James, the practical observer, applies the same thing to wars and fightings. They come because of our lusts which war in our members. And lust is love of self. It is to desire to have to satisfy the flesh. It is to seek the creature as an end for our own carnal satisfaction without any regard for God, His service and His glory. If we do not love God, we will have lust. And the world of today shows its lust so clearly as hatred against God.
The standard of living is higher in our country than ever before. But is there as much joy and real happiness? The love of money simply drives us to get more and more and more and to drive us farther and farther from God, Whom to know is everlasting life. There is more murder and theft, more violence and bloodshed today than ever before. The love of money drives men to get money at all costs. Morality must go. Decency and natural affection even must go. A world of fear is being produced, and it is not the fear of, the Lord. All you hear about is making money. Using God’s creation so that it returns to Him in praise and service is an old-fashioned idea that must be ridiculed as childish and inane.

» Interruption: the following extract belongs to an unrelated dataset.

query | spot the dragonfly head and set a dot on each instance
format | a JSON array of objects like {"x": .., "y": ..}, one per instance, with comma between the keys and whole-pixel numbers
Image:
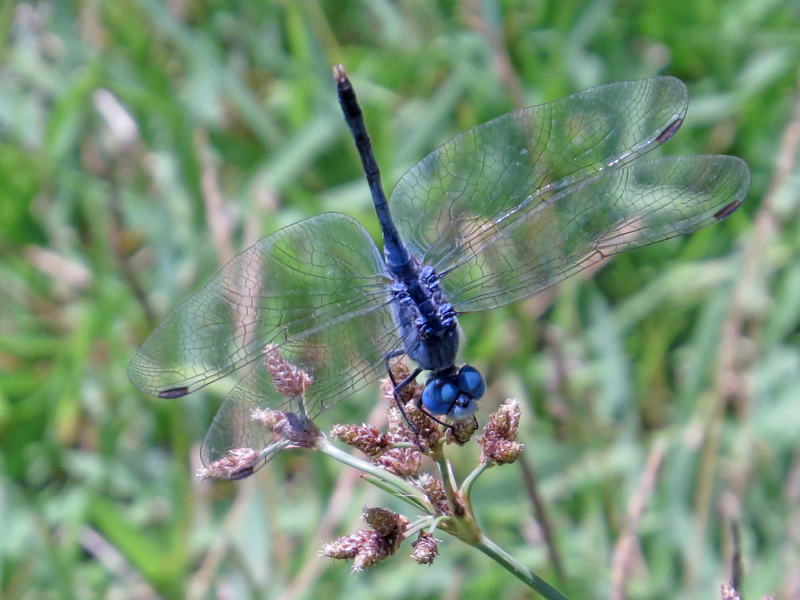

But make no mistake about it, the love of money is also the root of all the evil men shall suffer in hell. God cannot be mocked. It may look good to run after this world, but the end is the loss of all good and torment that is indescribable. Money is a good creature and to be accepted with thanksgiving. But do not set your affections upon it. Be ready to lose it when God shows you He will take it away. And while you have it employ it in His fear. Use it for your needs and for His kingdom. The love of money is the root of all evil even unto hell’s evil. But the love of God leads to everlasting glory and true joy and happiness before His face in the new Jerusalem.